Memory: Record/Erase is Nalini Malani’s first use of stop-motion animation, a technique she has incorporated into the immersive video installations that characterise her practice. Thematically, the animation explores the construction and layering of memory suggested by the work’s title, while addressing the social status and roles of women.
The video opens with a scrolling press clipping about a woman caught impersonating her dead husband to keep a job as a factory guard. Malani pairs this with two paragraphs from the short story The Job by the German playwright Bertolt Brecht, the plot of which the news story echoes. The text suggests the destitution the woman returned to after losing the job, as one of ‘millions’ who are ‘lost forever’.

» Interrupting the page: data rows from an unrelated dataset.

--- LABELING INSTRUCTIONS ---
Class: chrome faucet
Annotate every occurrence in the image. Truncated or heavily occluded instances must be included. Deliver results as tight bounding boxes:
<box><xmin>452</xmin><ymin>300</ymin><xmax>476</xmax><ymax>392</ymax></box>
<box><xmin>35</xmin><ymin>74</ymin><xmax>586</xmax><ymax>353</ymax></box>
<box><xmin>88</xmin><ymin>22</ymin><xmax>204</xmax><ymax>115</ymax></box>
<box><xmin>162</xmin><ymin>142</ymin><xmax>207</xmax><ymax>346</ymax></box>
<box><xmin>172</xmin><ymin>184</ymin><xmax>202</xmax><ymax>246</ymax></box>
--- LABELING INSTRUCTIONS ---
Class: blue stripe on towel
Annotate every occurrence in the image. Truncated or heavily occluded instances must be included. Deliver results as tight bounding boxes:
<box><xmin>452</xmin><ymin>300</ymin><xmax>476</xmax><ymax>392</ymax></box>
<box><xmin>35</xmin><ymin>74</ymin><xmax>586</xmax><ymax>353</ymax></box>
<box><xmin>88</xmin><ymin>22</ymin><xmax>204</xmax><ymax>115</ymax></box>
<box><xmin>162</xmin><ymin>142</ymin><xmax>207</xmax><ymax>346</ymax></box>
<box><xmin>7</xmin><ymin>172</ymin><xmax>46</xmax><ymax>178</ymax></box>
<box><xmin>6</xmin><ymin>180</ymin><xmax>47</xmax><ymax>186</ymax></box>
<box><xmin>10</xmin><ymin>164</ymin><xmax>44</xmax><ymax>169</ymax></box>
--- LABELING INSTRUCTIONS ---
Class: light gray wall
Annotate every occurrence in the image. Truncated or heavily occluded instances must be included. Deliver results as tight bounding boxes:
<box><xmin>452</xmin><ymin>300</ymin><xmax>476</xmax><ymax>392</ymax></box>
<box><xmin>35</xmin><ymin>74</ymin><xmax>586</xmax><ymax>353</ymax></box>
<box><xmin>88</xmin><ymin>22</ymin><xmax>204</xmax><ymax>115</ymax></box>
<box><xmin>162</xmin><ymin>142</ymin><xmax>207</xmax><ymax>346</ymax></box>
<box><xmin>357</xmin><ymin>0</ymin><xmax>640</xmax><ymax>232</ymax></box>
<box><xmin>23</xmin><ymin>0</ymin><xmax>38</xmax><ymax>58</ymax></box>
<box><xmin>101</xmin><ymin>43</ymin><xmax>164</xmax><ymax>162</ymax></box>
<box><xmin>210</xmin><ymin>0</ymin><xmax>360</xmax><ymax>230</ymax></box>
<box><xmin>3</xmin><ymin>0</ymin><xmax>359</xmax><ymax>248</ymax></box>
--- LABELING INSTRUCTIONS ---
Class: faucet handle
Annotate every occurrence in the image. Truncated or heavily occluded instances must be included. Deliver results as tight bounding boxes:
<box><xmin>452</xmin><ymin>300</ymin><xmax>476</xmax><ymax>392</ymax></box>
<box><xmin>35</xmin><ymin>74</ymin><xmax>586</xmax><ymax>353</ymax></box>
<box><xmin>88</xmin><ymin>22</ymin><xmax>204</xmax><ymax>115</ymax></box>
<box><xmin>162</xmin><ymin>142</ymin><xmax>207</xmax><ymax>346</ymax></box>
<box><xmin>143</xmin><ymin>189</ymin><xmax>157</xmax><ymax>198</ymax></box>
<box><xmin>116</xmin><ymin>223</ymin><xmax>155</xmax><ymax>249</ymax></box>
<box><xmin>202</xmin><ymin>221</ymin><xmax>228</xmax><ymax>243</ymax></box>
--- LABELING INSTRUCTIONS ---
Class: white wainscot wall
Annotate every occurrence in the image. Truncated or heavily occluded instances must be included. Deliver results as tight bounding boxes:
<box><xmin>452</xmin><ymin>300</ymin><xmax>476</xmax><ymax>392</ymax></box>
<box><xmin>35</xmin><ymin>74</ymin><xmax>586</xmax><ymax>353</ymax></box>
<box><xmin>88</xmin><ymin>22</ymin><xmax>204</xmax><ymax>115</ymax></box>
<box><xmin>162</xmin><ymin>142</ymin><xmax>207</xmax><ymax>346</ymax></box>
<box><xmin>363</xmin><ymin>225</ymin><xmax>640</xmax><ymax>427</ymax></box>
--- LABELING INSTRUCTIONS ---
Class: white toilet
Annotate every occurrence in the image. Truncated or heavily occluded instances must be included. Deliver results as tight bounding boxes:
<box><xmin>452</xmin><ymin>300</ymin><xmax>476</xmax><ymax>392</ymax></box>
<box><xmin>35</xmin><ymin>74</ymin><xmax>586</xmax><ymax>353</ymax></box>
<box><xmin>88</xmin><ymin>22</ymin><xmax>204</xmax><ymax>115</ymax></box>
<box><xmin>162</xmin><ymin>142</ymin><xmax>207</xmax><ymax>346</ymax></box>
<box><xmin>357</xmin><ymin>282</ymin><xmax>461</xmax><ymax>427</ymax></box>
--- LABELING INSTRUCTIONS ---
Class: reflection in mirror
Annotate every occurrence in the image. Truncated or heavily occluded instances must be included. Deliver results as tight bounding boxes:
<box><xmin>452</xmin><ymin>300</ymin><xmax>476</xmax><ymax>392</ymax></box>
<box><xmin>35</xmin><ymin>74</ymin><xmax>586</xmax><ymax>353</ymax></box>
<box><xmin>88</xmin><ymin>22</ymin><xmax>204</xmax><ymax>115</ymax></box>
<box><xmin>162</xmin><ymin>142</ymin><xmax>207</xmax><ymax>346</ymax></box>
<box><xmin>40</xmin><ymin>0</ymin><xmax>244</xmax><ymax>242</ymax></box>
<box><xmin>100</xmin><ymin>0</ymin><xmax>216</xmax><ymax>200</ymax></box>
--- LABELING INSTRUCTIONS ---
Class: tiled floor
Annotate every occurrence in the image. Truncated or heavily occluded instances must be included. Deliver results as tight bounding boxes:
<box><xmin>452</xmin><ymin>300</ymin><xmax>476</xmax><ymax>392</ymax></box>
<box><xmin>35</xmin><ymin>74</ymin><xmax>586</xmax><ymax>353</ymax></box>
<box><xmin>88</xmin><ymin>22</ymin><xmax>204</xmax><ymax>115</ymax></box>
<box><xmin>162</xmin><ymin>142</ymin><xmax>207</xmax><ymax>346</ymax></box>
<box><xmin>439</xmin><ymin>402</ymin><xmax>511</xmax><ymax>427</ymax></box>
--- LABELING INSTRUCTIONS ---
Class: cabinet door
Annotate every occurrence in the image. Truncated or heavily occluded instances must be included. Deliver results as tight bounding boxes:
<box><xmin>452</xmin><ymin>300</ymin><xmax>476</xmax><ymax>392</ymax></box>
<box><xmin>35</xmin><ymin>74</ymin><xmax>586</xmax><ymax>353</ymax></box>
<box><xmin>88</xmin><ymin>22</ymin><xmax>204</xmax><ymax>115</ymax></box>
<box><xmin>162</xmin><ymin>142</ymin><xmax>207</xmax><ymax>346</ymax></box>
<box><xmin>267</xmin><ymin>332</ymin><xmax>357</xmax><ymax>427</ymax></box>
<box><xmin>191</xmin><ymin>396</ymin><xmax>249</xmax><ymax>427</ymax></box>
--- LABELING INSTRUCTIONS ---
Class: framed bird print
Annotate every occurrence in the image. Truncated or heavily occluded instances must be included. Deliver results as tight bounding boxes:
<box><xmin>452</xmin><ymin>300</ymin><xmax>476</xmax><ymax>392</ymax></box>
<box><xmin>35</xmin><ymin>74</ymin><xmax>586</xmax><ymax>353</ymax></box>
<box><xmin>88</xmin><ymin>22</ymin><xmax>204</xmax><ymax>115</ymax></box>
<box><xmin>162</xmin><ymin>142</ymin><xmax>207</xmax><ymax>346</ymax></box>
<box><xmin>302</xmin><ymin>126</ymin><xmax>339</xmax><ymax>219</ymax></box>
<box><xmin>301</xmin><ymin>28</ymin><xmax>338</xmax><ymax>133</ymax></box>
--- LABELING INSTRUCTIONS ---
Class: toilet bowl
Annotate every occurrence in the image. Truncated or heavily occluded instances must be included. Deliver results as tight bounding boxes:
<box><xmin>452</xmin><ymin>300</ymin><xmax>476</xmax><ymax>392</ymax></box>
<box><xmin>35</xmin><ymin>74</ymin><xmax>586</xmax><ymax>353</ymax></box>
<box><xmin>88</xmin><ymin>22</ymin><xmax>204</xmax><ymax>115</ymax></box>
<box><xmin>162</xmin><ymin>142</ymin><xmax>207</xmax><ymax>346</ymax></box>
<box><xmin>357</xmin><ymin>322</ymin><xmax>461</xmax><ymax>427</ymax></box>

The work unfolds as a drawing that Malani continuously builds and effaces on a medium-brown surface. The sounds of breathing, children laughing, ambient noise, and music accompany the visuals. The drawings depict faces and bodies, animals, and shapes at different scales. At one moment, the drawing appears to become wet and its images begin to run. In its relentless change, the work suggests restlessness and the fragility of identity.
Nalini Malani (b.1946, British India) is a pioneer in video art. Her family’s experience of displacement during the 1947 Partition of India strongly influenced her early life and her later activism. Over her long and prolific career spanning film, installation, and painting, she has continually examined the ways political conflicts and social structures affect women and other marginalised communities.